Ten years ago, two friends staged an intervention. "I'm fine," I said automatically. They wouldn't accept it.
"You fix everyone's problems," one said. "But you never let anyone fix yours." The other nodded. "Real friendship can't be this one-sided."
They were right. Since childhood, I'd been the designated problem solver. High school drama? I mediated. College relationships? I counseled. Work conflicts? I resolved. No wonder I became a product manager—I'd been building bridges between people my entire life.
But fixing others became my way of hiding. The better I got at solving problems, the harder it became to share my own. The ultimate paradox: the very skill that made me successful was silently undermining every relationship I built.
The tech world rewards this pattern. We celebrate the leader who "has it all figured out," the manager who never shows doubt. Behind closed doors, every executive I know wrestles with existential fears. Yet we maintain the performance, each of us thinking we're the only one struggling.
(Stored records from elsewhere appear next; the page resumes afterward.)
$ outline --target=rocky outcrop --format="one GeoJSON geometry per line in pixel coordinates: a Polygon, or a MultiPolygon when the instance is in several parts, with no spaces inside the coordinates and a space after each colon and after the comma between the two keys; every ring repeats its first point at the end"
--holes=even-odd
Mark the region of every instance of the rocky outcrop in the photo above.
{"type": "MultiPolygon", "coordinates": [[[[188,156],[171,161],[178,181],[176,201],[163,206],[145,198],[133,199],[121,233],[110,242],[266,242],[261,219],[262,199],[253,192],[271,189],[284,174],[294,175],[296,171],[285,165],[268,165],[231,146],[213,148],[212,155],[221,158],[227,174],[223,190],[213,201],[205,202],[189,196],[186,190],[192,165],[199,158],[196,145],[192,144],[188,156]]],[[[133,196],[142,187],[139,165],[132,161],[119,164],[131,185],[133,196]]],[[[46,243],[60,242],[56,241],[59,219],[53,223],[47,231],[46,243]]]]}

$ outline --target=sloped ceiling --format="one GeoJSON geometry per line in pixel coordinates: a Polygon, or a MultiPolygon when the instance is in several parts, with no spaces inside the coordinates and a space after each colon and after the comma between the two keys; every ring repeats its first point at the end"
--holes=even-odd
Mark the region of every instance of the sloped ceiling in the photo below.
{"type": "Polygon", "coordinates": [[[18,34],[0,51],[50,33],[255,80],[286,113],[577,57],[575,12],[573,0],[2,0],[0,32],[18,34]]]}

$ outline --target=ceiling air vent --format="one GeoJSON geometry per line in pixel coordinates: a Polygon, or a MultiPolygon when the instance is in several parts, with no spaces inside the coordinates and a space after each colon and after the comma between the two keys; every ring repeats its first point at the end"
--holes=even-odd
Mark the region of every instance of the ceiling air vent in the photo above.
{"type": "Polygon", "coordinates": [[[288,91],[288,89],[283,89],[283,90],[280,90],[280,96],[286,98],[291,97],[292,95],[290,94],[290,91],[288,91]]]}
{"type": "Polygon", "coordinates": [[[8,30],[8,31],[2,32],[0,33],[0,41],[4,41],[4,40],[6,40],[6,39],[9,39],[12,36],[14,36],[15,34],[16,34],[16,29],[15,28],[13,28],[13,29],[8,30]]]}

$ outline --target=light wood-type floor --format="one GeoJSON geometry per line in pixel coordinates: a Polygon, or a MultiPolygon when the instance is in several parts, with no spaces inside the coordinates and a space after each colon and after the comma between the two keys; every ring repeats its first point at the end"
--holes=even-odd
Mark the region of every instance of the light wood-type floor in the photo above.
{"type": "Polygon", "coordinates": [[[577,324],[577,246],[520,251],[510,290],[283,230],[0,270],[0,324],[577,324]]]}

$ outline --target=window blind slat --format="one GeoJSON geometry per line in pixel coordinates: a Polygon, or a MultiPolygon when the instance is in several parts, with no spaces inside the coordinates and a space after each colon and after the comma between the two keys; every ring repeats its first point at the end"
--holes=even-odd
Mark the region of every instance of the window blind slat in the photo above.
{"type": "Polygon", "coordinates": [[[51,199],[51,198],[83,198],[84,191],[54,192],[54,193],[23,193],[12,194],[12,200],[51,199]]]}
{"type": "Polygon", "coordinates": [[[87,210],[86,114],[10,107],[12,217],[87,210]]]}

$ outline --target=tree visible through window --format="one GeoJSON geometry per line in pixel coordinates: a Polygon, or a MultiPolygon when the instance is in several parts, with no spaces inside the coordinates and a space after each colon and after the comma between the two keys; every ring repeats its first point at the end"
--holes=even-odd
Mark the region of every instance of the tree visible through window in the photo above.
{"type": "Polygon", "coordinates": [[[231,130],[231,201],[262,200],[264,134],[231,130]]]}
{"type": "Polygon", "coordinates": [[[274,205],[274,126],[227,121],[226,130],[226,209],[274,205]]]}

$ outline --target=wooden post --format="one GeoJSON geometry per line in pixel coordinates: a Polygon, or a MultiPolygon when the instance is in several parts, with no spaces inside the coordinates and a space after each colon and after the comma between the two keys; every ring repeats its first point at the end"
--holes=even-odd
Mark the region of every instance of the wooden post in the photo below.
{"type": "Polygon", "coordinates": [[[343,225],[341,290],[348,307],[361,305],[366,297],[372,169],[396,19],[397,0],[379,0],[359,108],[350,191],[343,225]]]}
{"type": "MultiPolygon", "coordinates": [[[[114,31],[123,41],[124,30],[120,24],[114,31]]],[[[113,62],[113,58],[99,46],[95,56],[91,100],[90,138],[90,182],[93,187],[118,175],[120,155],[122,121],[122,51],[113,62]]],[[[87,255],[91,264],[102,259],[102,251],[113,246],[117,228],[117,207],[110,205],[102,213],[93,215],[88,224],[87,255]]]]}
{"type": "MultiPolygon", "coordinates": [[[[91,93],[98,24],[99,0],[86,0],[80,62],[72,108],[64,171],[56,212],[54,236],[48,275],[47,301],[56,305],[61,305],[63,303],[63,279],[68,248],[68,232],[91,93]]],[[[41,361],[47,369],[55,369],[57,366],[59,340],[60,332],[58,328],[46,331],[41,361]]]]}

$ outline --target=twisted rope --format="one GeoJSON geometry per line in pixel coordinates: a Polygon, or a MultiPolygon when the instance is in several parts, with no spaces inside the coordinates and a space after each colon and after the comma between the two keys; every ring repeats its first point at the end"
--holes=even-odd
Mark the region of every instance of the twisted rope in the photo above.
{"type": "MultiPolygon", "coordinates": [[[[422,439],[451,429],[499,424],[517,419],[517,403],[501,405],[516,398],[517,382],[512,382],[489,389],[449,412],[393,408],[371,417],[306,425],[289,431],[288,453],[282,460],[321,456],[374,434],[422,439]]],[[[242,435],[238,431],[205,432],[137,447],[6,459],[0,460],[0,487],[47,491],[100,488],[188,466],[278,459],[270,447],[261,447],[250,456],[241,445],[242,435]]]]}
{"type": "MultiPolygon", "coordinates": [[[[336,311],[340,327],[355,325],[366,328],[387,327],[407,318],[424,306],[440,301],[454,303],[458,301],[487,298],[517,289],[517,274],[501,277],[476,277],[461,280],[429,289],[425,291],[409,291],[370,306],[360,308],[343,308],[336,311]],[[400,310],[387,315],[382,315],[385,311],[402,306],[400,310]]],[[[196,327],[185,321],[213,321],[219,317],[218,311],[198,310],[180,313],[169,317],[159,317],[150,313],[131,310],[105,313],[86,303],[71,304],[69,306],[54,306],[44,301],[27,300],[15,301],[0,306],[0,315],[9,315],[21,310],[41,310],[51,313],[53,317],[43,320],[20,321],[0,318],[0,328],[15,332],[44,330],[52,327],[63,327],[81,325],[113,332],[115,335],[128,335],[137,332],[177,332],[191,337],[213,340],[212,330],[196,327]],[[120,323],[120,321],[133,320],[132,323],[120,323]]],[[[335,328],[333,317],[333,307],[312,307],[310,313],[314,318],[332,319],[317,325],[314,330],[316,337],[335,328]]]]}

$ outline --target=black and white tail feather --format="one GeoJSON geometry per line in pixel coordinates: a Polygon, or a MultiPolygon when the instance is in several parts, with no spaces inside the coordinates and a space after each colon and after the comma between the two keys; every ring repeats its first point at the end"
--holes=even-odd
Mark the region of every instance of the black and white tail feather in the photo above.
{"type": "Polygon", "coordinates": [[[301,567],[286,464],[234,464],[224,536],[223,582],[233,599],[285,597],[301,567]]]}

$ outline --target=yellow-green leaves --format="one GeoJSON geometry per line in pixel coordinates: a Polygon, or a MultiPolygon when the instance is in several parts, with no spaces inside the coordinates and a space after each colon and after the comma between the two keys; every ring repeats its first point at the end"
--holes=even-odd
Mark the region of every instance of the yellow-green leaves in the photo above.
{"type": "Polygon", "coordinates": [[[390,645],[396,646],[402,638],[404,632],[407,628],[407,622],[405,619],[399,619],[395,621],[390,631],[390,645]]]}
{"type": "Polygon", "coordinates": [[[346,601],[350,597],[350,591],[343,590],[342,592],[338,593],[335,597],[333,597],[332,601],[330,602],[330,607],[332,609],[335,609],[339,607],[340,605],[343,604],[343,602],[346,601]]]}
Now, with two young kids, the weight feels heavier. Late-night product sessions competed with bedtime duty. Founder pitches clash with school pickups. Each morning brings the crushing pressure to excel in both worlds. When friends ask how I manage, my rehearsed response is ready: "It's all good." But behind that wall lies deeper truth: some days I wonder if I'm failing at both.
That decade-old conversation echoes differently now. Every time I deflect, I remember their faces—friends who cared enough to call my bluff. Vulnerability isn't something you master. It's a daily choice to let people see the mess behind the solutions.
I'm still learning how to ask for help. But at least I've stopped pretending I don't need it.